What should the Fed be doing to create jobs and economic recovery?
The Fed’s recent decision not to slow its bond purchasing surprised everyone. This move, or lack thereof, only underscores the Fed’s uncertainty about the U.S. economic recovery, making already uneasy investors think twice about throwing their hat — or their money — into the ring. And the fact that in a post-financial crisis world, investors are viewing the U.S. economic climate with a skeptical eye makes it all the more important for financial advisers to adapt to a different economic environment while also managing client psyche.
At STA Wealth Management, we’ve had to accommodate these new lines of thinking by reinventing our investment philosophy. Many of the risk management tools are no longer as useful. For example, in the past we could use the market’s long-term moving averages to determine support and resistance levels. When these levels were broken it was historically indicative of a change in market trend. However, the impact of monetary interventions has rendered many of these longer-term tools ineffective.
The same applies to fundamental and inter-market analysis.
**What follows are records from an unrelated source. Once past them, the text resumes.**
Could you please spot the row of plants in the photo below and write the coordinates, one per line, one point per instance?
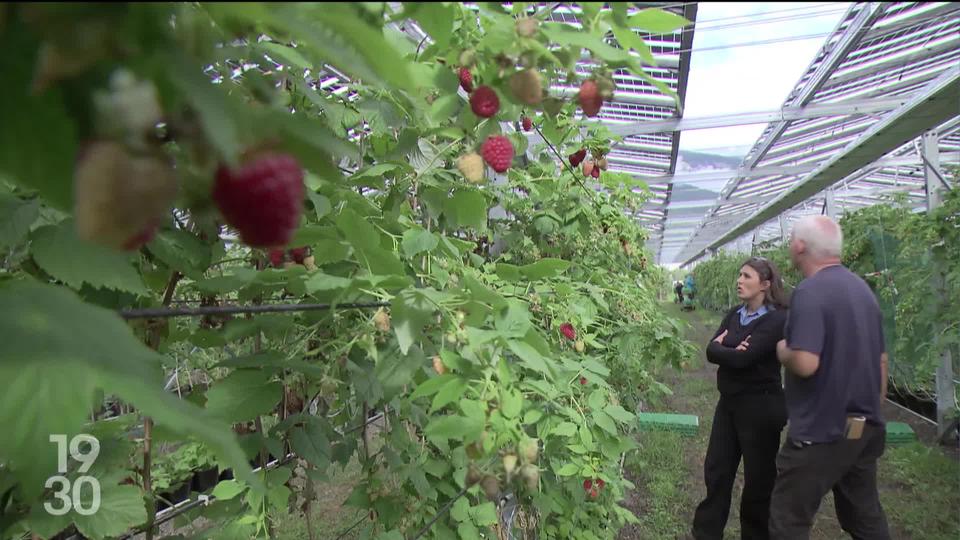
(161, 155)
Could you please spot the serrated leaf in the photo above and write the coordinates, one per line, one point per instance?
(323, 282)
(416, 241)
(60, 253)
(38, 136)
(227, 489)
(448, 393)
(596, 399)
(511, 403)
(57, 351)
(310, 443)
(211, 105)
(484, 514)
(243, 395)
(346, 41)
(466, 208)
(586, 437)
(530, 357)
(181, 251)
(452, 427)
(619, 414)
(431, 386)
(545, 268)
(411, 310)
(605, 422)
(436, 19)
(16, 217)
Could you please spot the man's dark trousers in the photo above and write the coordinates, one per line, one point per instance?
(748, 426)
(807, 473)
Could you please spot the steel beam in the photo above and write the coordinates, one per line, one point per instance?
(936, 104)
(786, 114)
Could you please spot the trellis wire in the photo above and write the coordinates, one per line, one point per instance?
(206, 500)
(160, 313)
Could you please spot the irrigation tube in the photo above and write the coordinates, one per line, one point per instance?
(915, 413)
(185, 506)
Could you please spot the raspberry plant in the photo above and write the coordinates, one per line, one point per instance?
(466, 362)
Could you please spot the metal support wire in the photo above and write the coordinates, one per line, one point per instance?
(151, 313)
(936, 173)
(205, 500)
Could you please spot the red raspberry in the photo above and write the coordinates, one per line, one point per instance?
(466, 79)
(484, 102)
(263, 199)
(497, 151)
(276, 257)
(577, 157)
(298, 254)
(590, 98)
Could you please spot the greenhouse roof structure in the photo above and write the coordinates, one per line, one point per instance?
(848, 134)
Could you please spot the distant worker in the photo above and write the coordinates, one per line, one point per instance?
(836, 376)
(751, 413)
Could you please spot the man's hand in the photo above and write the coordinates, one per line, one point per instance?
(801, 363)
(783, 352)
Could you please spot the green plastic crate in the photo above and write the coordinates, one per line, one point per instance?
(685, 424)
(900, 433)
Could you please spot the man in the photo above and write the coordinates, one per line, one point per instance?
(835, 376)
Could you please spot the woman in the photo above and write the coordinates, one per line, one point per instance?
(751, 411)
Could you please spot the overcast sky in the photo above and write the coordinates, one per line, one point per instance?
(749, 78)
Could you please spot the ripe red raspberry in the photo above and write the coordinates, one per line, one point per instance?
(497, 152)
(263, 199)
(298, 254)
(577, 157)
(276, 257)
(590, 98)
(484, 102)
(466, 79)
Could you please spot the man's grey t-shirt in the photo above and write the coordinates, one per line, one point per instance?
(835, 315)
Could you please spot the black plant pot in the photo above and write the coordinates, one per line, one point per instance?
(162, 499)
(180, 493)
(204, 479)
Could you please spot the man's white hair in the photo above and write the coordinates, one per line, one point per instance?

Correlation between asset classes is high and stocks with low share-floats and poor fundamentals outperform fundamentally sound investments. While we still make fundamentally sound investment decisions, our analysis has had to change to be more accommodative to the increased price volatility of the markets.
The core fundamentals have changed because of central bank intervention, high-frequency trading and artificially suppressed interest rates. This is coupled with a large, and growing, amount of distrust with Washington. Our STA Wealth Management poll found that 46% of respondents felt that partisan politics were stalling U.S. economic growth.
The public is tired of not seeing solid movement to help our economy recovery in the wake of 2008. In the past five years, all we have been able to sustain is a stagnant unemployment rate and an influx of stimulus packages that are holding our economy together by the bootstraps instead of enabling it to grow on its own.
While we try to find that path to recovery among failed policies, investors are going to continue to gauge their risks and develop a new type of strategy to adapt to an extremely unclear future.